In a move that surprised no one who’s familiar with the events transpiring, TFS-ICAP had its former top dogs complain about the charges laid against them. Ian Dibb and Jeremy Woolfenden, the former CEO and Head of Emerging Markets, respectively, have given their official responses to the Commodity Futures Trading Commission’s (CFTC) charges against them.
Accusations of Printing Trades
The responses were filed by the defendants within the Southern District Court of New York, having been done on the 21st of February, 2020.
The CFTC had laid the Complaint against both parties, alongside their company, that they were doing illegal activities from 2008 through to 2015. According to the CFTC, TFS ICAP’s offices both within the UK and the US, actively tried to deceive and successfully deceived their clients. According to the Complaint, they achieved this by communicating fake bids, offers, and trades within their forex options market.
These practices, typically known as “printing trades” or “flying prices,” were allegedly the core facet of the business model that TFS ICAP used. As one would imagine, this didn’t sit well with the CFTC.
Knowingly Inactive
The Complaint further claims that certain members within the senior management of TFS-ICAP either knew or had enough knowledge to conclude that the broker did this. The CFTC suspects that several individuals allowed the company to print trades and fly prices within the Relevant Period, yet made no measure to prevent or even reduce these practices. The suspected parties of the senior management to do this are both Ian Dibb and Jeremy Woolfenden. Both these parties stand accused of inaction.
One of the go-to tactics that both Dibb and Woolfenden are doing to combat these charges is to attack the sentencing itself, rather than prove their innocence. After failing a previous attempt that was dismissed back in January this year, the two have started anew.

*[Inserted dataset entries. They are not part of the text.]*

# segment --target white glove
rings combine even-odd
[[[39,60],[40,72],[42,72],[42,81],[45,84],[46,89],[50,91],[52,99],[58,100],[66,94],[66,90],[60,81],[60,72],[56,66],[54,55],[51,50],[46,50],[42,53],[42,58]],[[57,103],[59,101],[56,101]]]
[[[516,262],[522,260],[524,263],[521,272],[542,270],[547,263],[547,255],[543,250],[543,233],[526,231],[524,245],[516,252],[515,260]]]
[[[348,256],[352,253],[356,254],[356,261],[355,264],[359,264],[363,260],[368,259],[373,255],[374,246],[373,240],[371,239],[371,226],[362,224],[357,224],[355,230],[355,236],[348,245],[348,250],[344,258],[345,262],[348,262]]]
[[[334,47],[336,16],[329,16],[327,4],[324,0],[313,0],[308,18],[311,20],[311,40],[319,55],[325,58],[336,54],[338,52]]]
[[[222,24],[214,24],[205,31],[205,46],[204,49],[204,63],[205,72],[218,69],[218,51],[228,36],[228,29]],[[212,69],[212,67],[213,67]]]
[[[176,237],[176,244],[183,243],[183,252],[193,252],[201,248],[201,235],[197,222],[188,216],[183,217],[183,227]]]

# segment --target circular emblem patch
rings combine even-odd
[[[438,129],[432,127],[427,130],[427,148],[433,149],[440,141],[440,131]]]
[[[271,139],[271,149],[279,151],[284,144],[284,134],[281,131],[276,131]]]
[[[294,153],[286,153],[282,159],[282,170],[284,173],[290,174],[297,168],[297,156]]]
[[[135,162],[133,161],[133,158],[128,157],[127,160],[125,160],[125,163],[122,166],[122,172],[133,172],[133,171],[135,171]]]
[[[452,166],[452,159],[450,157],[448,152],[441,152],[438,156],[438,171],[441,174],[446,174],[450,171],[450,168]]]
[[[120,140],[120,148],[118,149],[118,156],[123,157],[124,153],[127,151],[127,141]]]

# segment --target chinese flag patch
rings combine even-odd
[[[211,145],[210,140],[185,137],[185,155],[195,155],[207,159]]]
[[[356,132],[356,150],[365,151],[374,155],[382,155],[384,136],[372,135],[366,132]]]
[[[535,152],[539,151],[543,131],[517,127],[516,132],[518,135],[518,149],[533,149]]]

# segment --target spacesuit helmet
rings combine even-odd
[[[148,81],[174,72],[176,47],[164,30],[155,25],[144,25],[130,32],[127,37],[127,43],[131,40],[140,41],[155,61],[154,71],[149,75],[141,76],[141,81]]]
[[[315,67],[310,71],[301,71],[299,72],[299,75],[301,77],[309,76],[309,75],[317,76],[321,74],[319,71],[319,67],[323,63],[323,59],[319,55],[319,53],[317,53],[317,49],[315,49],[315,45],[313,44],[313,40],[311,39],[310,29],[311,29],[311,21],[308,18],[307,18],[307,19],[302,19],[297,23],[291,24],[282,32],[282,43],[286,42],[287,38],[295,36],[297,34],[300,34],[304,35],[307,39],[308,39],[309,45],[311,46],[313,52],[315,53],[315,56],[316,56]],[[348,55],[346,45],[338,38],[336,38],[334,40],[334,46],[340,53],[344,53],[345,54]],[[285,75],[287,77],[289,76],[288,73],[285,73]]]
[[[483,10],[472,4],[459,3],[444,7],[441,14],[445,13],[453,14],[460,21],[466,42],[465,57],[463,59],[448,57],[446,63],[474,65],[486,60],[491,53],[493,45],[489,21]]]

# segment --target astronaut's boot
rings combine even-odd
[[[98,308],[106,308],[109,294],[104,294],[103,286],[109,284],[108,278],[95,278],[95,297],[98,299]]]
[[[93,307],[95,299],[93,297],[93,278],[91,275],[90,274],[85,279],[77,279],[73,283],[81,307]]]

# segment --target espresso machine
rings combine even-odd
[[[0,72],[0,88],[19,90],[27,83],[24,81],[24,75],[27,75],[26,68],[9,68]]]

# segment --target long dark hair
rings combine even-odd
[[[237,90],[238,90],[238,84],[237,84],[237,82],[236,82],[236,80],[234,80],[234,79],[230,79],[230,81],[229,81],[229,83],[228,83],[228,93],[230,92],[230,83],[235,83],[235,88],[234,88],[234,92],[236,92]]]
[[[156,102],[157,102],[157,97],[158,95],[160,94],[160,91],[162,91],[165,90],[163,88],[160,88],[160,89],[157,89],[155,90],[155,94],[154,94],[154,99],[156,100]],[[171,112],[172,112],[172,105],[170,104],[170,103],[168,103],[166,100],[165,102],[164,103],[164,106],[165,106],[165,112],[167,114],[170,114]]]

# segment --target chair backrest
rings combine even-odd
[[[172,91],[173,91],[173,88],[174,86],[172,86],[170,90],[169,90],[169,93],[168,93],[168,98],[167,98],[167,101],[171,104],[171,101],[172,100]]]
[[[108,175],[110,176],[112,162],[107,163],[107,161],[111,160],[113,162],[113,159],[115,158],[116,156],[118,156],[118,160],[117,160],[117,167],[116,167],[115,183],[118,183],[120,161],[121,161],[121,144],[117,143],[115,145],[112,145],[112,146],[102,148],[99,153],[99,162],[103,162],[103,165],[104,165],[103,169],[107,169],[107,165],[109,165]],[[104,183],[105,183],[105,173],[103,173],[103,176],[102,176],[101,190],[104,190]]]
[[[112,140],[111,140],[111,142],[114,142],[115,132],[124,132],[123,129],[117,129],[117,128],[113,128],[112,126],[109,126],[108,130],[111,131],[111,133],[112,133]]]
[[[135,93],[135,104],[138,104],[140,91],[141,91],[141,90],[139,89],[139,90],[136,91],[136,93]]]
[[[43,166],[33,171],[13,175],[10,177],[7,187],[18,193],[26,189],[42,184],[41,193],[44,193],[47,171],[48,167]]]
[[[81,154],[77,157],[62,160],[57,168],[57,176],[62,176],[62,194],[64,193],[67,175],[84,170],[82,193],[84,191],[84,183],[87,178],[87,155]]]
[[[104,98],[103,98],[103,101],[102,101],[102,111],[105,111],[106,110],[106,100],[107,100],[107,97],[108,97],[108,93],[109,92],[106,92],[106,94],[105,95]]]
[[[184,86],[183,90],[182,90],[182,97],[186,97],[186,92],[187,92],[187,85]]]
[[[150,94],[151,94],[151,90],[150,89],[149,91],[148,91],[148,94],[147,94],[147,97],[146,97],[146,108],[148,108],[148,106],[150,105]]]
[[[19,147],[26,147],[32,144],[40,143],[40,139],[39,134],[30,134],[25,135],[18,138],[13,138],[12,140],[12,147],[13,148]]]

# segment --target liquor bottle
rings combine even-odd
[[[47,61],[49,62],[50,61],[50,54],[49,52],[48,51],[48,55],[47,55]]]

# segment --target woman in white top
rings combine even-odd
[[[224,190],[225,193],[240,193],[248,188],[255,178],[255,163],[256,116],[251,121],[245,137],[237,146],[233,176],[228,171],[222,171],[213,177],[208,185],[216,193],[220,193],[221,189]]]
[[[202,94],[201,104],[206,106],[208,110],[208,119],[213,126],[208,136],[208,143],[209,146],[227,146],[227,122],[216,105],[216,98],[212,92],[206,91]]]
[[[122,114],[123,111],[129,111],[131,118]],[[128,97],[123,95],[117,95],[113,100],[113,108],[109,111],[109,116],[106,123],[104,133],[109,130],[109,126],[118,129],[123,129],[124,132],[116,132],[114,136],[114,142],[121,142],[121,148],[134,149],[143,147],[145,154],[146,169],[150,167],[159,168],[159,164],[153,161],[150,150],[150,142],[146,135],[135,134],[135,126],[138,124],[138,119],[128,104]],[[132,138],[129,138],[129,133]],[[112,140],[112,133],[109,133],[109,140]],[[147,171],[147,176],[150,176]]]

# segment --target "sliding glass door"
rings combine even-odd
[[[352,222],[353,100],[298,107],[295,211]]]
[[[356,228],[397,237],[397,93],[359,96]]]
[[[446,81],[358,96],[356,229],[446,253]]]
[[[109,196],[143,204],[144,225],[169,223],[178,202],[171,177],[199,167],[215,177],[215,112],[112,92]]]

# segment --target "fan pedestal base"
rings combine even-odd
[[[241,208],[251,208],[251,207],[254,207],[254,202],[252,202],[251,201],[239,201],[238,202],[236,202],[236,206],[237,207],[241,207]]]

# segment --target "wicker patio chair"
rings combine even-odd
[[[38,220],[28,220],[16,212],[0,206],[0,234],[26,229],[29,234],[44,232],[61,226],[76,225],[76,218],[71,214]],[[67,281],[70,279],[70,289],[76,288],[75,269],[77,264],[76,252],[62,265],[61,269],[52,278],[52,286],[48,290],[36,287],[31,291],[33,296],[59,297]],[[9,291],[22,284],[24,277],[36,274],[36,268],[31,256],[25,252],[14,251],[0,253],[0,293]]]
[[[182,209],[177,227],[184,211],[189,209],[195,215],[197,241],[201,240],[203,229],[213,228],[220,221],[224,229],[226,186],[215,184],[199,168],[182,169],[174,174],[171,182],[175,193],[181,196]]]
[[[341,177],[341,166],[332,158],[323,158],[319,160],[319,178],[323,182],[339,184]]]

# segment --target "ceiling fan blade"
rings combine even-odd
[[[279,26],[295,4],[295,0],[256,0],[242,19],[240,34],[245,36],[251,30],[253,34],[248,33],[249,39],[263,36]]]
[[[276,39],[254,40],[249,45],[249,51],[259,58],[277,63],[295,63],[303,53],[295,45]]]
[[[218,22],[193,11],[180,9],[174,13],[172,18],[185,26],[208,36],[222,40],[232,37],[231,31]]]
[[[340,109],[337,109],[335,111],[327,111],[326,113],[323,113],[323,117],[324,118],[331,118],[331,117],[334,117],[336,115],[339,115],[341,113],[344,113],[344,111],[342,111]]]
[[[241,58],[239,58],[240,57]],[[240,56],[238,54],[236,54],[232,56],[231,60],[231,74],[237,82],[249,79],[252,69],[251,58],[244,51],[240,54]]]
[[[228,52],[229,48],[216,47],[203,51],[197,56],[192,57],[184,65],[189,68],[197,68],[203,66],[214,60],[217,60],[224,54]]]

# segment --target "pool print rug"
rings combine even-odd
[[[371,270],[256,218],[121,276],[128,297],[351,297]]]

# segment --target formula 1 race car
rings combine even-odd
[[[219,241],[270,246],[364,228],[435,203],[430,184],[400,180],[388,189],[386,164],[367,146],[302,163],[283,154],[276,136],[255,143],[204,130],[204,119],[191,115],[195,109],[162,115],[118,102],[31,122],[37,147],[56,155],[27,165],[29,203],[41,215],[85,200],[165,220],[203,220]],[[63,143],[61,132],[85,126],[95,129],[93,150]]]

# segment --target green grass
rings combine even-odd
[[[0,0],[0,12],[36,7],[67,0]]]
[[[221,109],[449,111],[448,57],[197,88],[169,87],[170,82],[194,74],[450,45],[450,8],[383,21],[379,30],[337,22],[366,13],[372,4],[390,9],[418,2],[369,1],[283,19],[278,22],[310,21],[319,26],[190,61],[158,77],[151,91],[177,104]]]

Quantity And More Quantity
The affirmative defenses, in this case, involve, among other things, the fact that the two claim that the Complaint fails to put a valid claim against the company. They also claim the Complaint doesn’t involve a valid claim against them for violation of any laws after the creation of the Dodd Frank Act. Furthermore, they claim that the CFTC had no jurisdiction over “swap” activities during this time, which came under their authority in 2012.
Both Dibb and Woolfenden claim that this shouldn’t be the CFTC’s concern, as no US citizens were affected, according to them. They further claim that they cannot be charged for activities that were done before the relevant legislation was even put in place, a reasonable argument, albeit not a moral one in this case.
The cherry on the affirmative defenses cake is that the two reserved their right to push out further affirmative defenses in the future. There are shotguns that shoot fewer pellets than the number of defense attempts that Dibb and Woolfenden are pushing out, a rather impressive feat.